Felix | Charm them into submission
A sharp suit lining and being a bit of a looker will help barristers get their way in court, says Felix
There was great excitement at the Bar recently to find that as a profession we are rated as pretty hot property. A number of chaps have been identified by blog Your Barrister Boyfriend as being worth a second look not so much on their legal skills but based on their all-round "hotness".
Now such magnetic sexual attraction is not without its place in the court room. It is harder to see it lighting a fire over a rather contentious piece of drafting to do with a dry-shipping claim, although of course it may be that a wet-shipping claim may set the pulses racing. I for one have never quite understood the difference between the wet claims and the dry claims, having found both of them rather, well, dry, to be honest. But perhaps I have been missing something in all of that. Even so, it is hard to imagine getting flustered over charter-parties, bills of lading and exclusion clauses.
However, the Crown Court - where of course all human love, life, passion, drama and implausibility holds sway is a rather different matter. There are a number amongst us who are, quite honestly, up for a bit playing the devilishly charming card to the jury. Not for nothing do we find, among our sober dress, the rather startling lining to the suit jacket. Not for nothing do we find the affectation of multi-coloured or brightly coloured socks. Don't tell me that such expense has been expended simply because of a wardrobe crisis or that there was nothing else going on at the tailors. Those fancy linings will set a chap back a brief or two, trust me.
Love in a law climate
Some on the other hand are downright shabby. There are wing collars that are not so much white but yellow, there are the bands that have marmalade and tomato ketchup stains on them, there are suit trousers that have such shiny bottoms they could be a mirror. There are trousers that barely stay up, there are sticking out stomachs with straining buttons, there are suits with coffee stains on them and gowns that look like they have had a close encounter with a shredder. Up against this lot the sharp dressed man is out on his own.
And it has not been unknown for the odd admiring jury to fall for the odd, admirable, silver-tongued counsel. Nor has it been, I am told, unheard of for the odd defendant to ?fall for his or her brief. I was once told of a rather lovely female barrister who fell in ?love with her bank-robber client and after the trial - which must have ended happily or else the next bit would have been tricky to arrange to say the least - they ran off together. I don't know if that really happened, but I hope it did.
Then of course up there on the bench their honours - the judiciary - are not above a little charm when it comes to the jury. A long time ago now I remember a silk sitting as a recorder in a multi-handed case. He was just charm itself - it was like having Desmond Lynam in his pomp as the judge. Every morning there was a rather conspiratorial "Good morning, members of the jury" as they came in.
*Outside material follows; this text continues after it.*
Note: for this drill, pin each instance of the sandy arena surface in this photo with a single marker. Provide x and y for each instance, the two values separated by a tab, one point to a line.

The jury loved it - "Good morning, your honour" they all chorused back - the ladies louder than the men, it ?was observed.
Our judge
All of this taught me a golden rule: "When the jury are in love with the judge - don't p*** off the judge." Elementary really - but lost on counsel for the second defendant who decided that it would be a good idea to pick a fight, several in fact, with the judge. Various withering put-downs went flying counsel's way but he did not get it. He seemed intent on a collision course with the charming, dashing, lovely, polite and so well-mannered blue-eyed judge with the silky voice who charmed the jury. At one point hapless counsel was told that it would be helpful to listen to the answers that the witness gave to counsel's own questions. The jury loved that. And when defence counsel mounted his high horse in high dudgeon back at some other stage the jury looked at the defence barrister with a mixture of pity and contempt - and loathing. "How dare ?he speak to our judge like that. The idiot," you could see them all clearly thinking. ?The final "rolling over please tickle our tummies" moment came when at four o'clock the judge swivelled his chair and direction towards them and said, "Well members of the jury, it's been a long day, shall we say ten thirty tomorrow?" Honestly, I think they wanted to have his babies at that point. The rest of us were busy being sick. But moral of the tale - we all got off, except for the second defendant.
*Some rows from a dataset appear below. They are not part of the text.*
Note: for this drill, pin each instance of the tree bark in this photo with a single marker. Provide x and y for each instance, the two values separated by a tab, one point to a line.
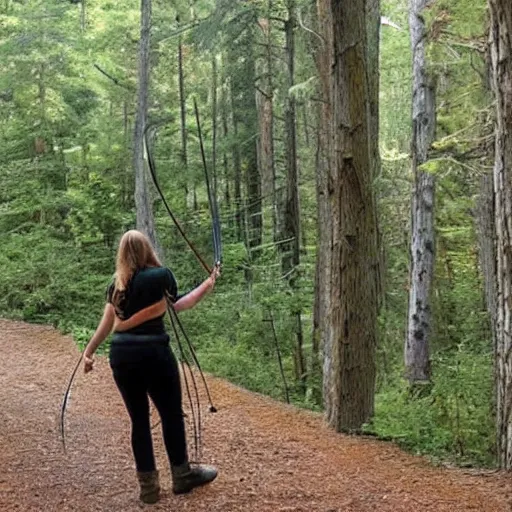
350	361
419	325
291	228
501	58
145	221
183	117
321	326
265	102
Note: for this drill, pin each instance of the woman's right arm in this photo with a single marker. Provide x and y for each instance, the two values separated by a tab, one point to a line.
192	298
154	311
102	331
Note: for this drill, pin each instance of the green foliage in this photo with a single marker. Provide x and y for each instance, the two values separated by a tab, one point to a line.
66	192
453	421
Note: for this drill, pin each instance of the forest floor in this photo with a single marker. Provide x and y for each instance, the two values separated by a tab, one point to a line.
271	457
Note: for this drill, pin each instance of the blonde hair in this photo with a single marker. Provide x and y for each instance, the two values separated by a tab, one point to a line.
134	253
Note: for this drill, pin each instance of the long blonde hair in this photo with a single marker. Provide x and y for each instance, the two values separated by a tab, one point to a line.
135	252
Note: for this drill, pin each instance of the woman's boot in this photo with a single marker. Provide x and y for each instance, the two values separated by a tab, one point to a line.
186	477
149	486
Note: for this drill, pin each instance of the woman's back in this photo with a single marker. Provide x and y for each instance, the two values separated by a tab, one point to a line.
146	287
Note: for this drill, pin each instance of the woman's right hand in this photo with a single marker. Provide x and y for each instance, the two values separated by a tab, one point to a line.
214	275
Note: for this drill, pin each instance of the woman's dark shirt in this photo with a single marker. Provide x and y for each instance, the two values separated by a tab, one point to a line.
146	287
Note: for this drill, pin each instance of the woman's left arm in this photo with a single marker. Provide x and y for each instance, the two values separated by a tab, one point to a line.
102	331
So it just goes to show, that just as in every other walk of life - except perhaps charter parties and boundary wall disputes - oh, and I suppose contested probate cases where at least one party is in fact dead - being a bit of a looker and a bit of a charmer can seriously help your cause.
In my youth I rather thought it funny that someone could actually fancy the judge. But not so long ago, during a conversation about how police officers now seemed to look about 12 years old, we moved on to how young the judges were looking these days. Friend piped up that it was not so much noticing how young the judiciary have become, it is more when you start to fancy them that you really know you're old.
So, members of the jury, much as we charm you, flatter you and commiserate with your long absences from the court room, appeal to your common sense and wisdom, invoke the burden of proof and trust you with one of the biggest decisions of your life, don't assume that rather sexy suit lining is all for your benefit. It might just be someone else's eye we are all trying to catch.